Lapisan-lapisan dari rektum (Dikutip dari
kepustakaan2)

IV.2.3 Sfingter externa


Sfingter externa terbentuk atas
tiga lapis otot yaitu:
a. Otot subkutaneous: terletak
tepat dibawah transisi
antara kulit anus. Sebagian besar
otot berbentuk anuler yang letaknya sebidang longitudinal dengan sfingter interna.
Struktur ini membentuk dinding dasar dari lubang anus. Bagian anteriornya
berhubungan dengan bulbokavernosis dan retraktor skrotum. Pada wanita bagian
depannya berlanjut menjadi sfingter vagina.
b. Otot superficialis : otot ini mencakup saluran anus pada tingkat sfingter internal.
Bagian ini merupakan bagian yang terkuat, terpanjang, dan terbesar. Originnya
berasal dari sisi koksigeus dan membentuk komponen otot pada anokoksigeal,
potongannya divergen mengelilingi lubang anus. Pada pria, bagian anteriornya otot
ini berkumpul dan menginsersi rafe tendineus sentralis. Pada wanita, otot ini
menyatu dengan sfingter vaginae. Bagian depannya juga melintang ke fasia shelf
dan melekat pada tuberositas ischium dan fasia yang berdekatan.
c. Otot profunda : bagian sfingter externa ini terletak tepat diatas sfingter externa.
Bentuk seratnya bersifat anuler. Terkadang otot ini menyilang ke bagian posterior
untuk mencapai ligamentum anokoksigeal. Bagian anterior otot ini membentuk
margin atas dari cincin otot anorektal.

IV.2.4 Sfingter interna


Bagian ujung dari pembungkus otot dari rektum umumnya menebal untuk
membentuk komponen yang disebut sfingter interna. Otot ini dikelilingi oleh bagian
dari sfingter externa dan membentuk semua lapisan otot pada dinding saluran anus.
Sfingter interna terpisah dari tepi atas subkutaneus oleh insersi dari otot
longitudinalis, dan membentuk septum intramuskuler dari linea intersfingterik.
Bagian atas dari sfingter interna adalah pekten, dilapisi oleh epitel skuamos dengan
jaringan aerolar yang mengandung banyak limfatik, kripte, vaskuler dan nervus.

IV.3 Vaskularisasi Anorektal


Secara umum ateri hemoroid inferior memperdarahi bagian lateral dan posterior
dari otot-otot dan kulit yang berdekatan dengan cabang superficial dan profunda.
Sementara cabang perineal yang terpisah, yang umumnya berasal dari cabang
pubendus yang independen, memvaskularisasi bagian anterior.
Arteri hemoroid inferior berasal dari pubenda, menyilang pada bagian
posterolateral fossa ischirektal, menututupi refleksio fasia pelvis.
Arteri hemoroid inferior umumnya terbagi dalam tiga cabang.
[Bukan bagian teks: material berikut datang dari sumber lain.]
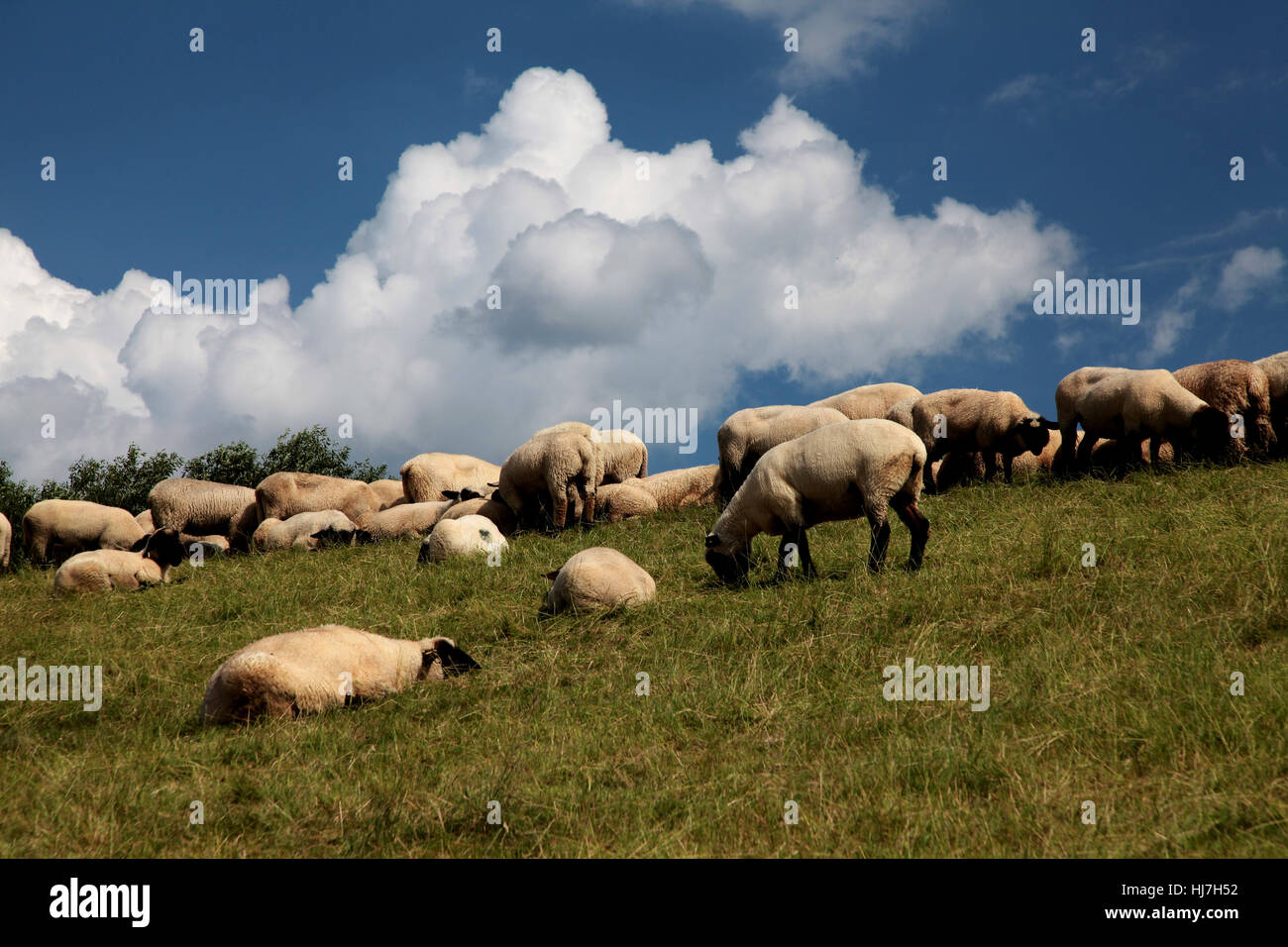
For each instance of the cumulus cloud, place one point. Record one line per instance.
(656, 278)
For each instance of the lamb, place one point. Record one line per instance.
(837, 472)
(309, 672)
(204, 508)
(305, 531)
(747, 434)
(970, 419)
(597, 578)
(1235, 386)
(282, 495)
(104, 570)
(400, 519)
(53, 530)
(1133, 405)
(868, 401)
(465, 536)
(428, 476)
(565, 468)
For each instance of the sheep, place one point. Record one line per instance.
(1133, 405)
(53, 530)
(204, 508)
(304, 531)
(565, 468)
(104, 570)
(837, 472)
(597, 578)
(283, 493)
(747, 434)
(1235, 386)
(1276, 373)
(970, 419)
(400, 519)
(465, 536)
(426, 476)
(868, 401)
(313, 671)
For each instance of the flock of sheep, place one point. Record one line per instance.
(782, 471)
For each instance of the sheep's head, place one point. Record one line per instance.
(730, 561)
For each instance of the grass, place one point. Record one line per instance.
(1108, 684)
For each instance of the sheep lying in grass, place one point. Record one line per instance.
(429, 476)
(282, 495)
(322, 668)
(868, 401)
(597, 578)
(563, 470)
(104, 570)
(747, 434)
(305, 531)
(974, 420)
(472, 535)
(837, 472)
(1235, 386)
(1133, 405)
(53, 530)
(205, 508)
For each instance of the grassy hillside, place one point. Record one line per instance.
(1108, 684)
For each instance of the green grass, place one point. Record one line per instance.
(1108, 684)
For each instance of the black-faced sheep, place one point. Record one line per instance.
(53, 530)
(104, 570)
(837, 472)
(974, 420)
(309, 672)
(597, 578)
(1133, 405)
(747, 434)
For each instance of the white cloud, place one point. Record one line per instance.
(655, 291)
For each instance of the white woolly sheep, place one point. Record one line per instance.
(563, 468)
(428, 476)
(837, 472)
(868, 401)
(305, 531)
(1133, 405)
(970, 419)
(1235, 386)
(204, 508)
(597, 578)
(53, 530)
(472, 535)
(747, 434)
(104, 570)
(322, 668)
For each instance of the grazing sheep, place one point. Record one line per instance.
(1133, 405)
(970, 419)
(400, 519)
(428, 476)
(747, 434)
(53, 530)
(868, 401)
(205, 508)
(837, 472)
(563, 468)
(1276, 373)
(282, 495)
(472, 535)
(597, 578)
(104, 570)
(1235, 386)
(321, 668)
(305, 531)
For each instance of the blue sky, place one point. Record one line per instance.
(224, 163)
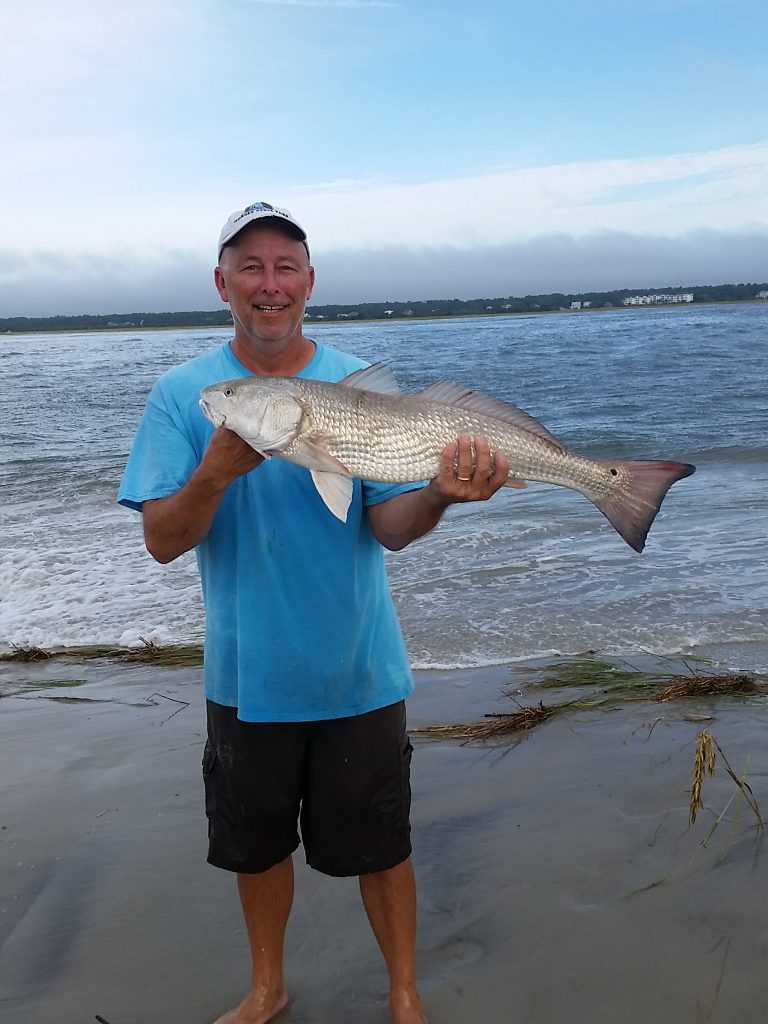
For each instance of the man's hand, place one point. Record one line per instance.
(228, 457)
(469, 471)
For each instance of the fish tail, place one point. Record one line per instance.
(633, 507)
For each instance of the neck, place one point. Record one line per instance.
(286, 363)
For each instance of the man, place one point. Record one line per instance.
(305, 667)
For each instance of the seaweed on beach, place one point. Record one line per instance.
(698, 685)
(612, 683)
(496, 724)
(179, 654)
(704, 765)
(18, 653)
(172, 654)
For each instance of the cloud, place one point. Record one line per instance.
(725, 189)
(326, 3)
(48, 284)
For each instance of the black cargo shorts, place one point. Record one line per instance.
(344, 782)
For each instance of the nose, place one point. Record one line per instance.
(269, 281)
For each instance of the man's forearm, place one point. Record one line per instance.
(469, 472)
(179, 522)
(407, 517)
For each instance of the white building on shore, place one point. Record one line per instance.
(663, 299)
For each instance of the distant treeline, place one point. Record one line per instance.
(391, 309)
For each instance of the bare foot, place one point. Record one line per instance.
(258, 1008)
(406, 1008)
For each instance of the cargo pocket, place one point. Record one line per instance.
(210, 759)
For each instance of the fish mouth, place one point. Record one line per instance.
(216, 418)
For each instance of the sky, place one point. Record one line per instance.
(431, 150)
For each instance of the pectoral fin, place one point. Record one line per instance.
(336, 492)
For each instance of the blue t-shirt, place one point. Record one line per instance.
(299, 620)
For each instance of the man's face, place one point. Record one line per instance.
(264, 274)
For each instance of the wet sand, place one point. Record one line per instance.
(558, 879)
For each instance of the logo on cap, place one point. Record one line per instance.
(258, 208)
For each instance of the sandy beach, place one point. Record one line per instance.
(558, 878)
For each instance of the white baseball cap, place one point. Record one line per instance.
(259, 211)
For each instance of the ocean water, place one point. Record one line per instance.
(530, 573)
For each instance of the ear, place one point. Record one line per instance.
(218, 280)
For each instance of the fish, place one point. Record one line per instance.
(365, 426)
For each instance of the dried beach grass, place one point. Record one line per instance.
(698, 685)
(704, 765)
(494, 725)
(172, 654)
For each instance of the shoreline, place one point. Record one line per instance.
(558, 877)
(523, 314)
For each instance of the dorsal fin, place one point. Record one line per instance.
(462, 397)
(374, 378)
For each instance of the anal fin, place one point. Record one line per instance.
(336, 492)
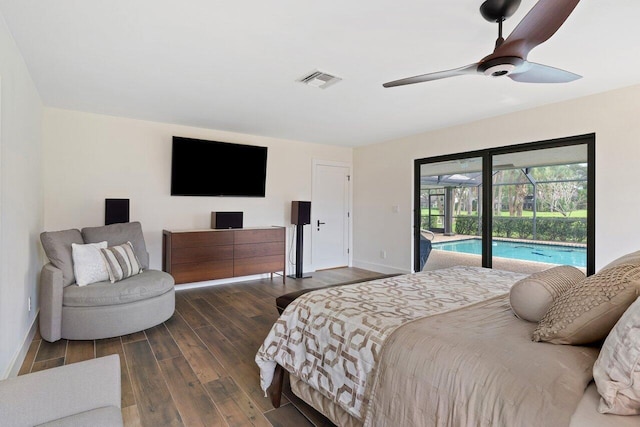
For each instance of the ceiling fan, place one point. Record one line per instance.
(509, 57)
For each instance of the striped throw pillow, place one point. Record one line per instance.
(121, 262)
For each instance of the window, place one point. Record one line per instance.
(517, 207)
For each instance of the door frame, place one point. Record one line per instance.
(314, 182)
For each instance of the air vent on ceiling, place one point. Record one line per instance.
(319, 79)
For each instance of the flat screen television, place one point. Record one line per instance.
(212, 168)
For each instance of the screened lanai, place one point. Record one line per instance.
(536, 197)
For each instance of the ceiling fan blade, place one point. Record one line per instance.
(469, 69)
(542, 21)
(538, 73)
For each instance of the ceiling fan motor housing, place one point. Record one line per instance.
(499, 67)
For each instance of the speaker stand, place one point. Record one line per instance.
(299, 243)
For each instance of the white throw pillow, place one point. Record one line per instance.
(88, 263)
(617, 369)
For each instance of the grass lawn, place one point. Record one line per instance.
(525, 214)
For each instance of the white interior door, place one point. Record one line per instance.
(330, 222)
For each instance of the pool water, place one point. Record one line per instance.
(552, 254)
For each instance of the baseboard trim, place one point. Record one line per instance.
(379, 267)
(16, 363)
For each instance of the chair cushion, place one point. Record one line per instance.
(117, 234)
(148, 284)
(57, 247)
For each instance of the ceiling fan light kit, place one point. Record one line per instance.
(509, 57)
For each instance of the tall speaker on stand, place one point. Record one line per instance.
(300, 216)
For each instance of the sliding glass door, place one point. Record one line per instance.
(538, 199)
(450, 210)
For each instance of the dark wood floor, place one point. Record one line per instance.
(198, 368)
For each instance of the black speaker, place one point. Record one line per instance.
(222, 220)
(300, 212)
(115, 211)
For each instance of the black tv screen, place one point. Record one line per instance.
(213, 168)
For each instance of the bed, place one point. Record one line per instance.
(436, 348)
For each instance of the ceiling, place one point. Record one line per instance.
(233, 64)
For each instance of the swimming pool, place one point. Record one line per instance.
(528, 251)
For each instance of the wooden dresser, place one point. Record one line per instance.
(197, 255)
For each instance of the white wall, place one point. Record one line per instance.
(21, 208)
(90, 157)
(383, 173)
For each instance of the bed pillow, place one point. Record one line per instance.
(587, 311)
(121, 262)
(617, 369)
(531, 297)
(88, 264)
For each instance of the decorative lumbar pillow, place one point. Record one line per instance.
(121, 262)
(532, 296)
(587, 311)
(617, 370)
(57, 247)
(88, 264)
(117, 234)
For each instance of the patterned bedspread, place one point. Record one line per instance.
(332, 338)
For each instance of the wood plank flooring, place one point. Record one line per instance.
(197, 368)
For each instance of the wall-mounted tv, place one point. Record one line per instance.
(212, 168)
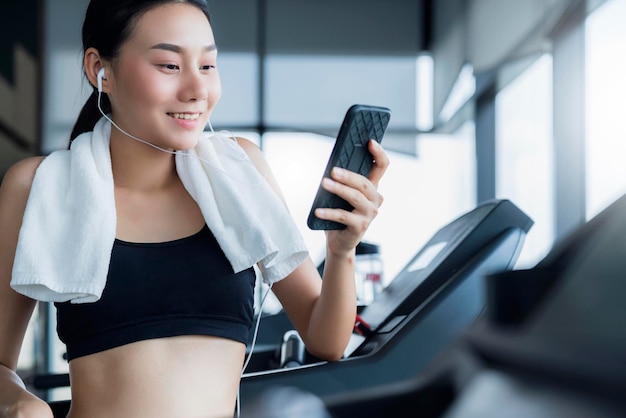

Yang pertama
mengarah langsung ke posterior dan keatas untuk menyuplai bagian yang berdekatan
dari otot obturator internus, gluteus maximus, dan levator ani. Yang kedua mengarah
ke aspek posterior dari otot-otot anus. Kemudian bercabang menjadi tiga cabang
yang kecil, yang pertama menyuplai otot dan ligamentum anokoksigeal, yang kedua
menyuplai aspek dari otot anorektal dan sampai ke kanalis ani pada interval antara
subkutaneus dan hanya bagian lateral dari otot superfisialis hingga komisura
posterior. Yang ketiga dan cabang yang besar mengarah ke mediolateral dari sfingter
ani, yang akhirnya sampai ke otot subepiteliel dan beranastomose dengan cabang dari
hemoroidalis superior dan media.
Arteri sakralis media, menuju kebawah, menyuplai aspek medial dari sakrum
melalui fasia profunda hingga ligamentum koksigeal.

Gambar 5.
Vaskularisasi Anorektal (Dikutip
dari kepustakaan 2)

IV.4 Vaskularisasi Daerah Rectum


Vaskularisasi daerah
rektum secara signifikan disuplai
oleh konsepsi arteri hemoroid
interna. Arteri mesentrika, dibawah
pangkal sigmoid, berlanjut ke rektum sebagai hemoroid superior. Arteri hemoroid
berjalan di fasia subserous dari mesorektum. Mencapai dinding rektum setinggi
vertebra sakral kedua hingga ke submukosa.
Arteri hemoroid superior kemudian bercabang dua, menyuplai dinding rektum
bagian lateral dan kemudian bercabang di daerah atas rektum hingga menembus lapisan
muskulernya.
Cabang utama dari sisi kanan berlanjut kebawah dan menembus otot-otot rektal
sekitar 2 inci dibawah garis anorektal. Setelah mencapai submukosa, kemudian
bercabang menjadi cabang anterior dan posterior. Bagian anterior kemudian berlanjut
menjadi anulus hemoroidalis. Sementara bagian posteriornya setelah mencapai anulus
hemoroidalis dari kuadran posterior, kemudian bercabang dua. Salah satunya mencapai
aspek midlateral dan yang lainnya bagian midline posterior dari anulus hemoroidalis.
Cabang utama dari sisi kiri juga menembus dinding rektum dan mencapai mukosa,
kemudian bercabang menjadi dua cabang terminal. Cabang anterior mencapai anulus
hemoroidalis pada kuadran anterior kiri. Cabang posteriornya mencapai anulus
hemoroidalis pada kuadran posterior kiri.
Cabang-cabang dari vena mengikuti aliran dari arteri yang berdekatan. Pada rektum
terminalis, mereka bergabung membentuk anastomose kapiler arteriovenosus. Bersama-
sama dengan inokulasi dari pleksus inferior dan sedikit dari vena hemoroid media,
membentuk pleksus hemoroid interna atau superior.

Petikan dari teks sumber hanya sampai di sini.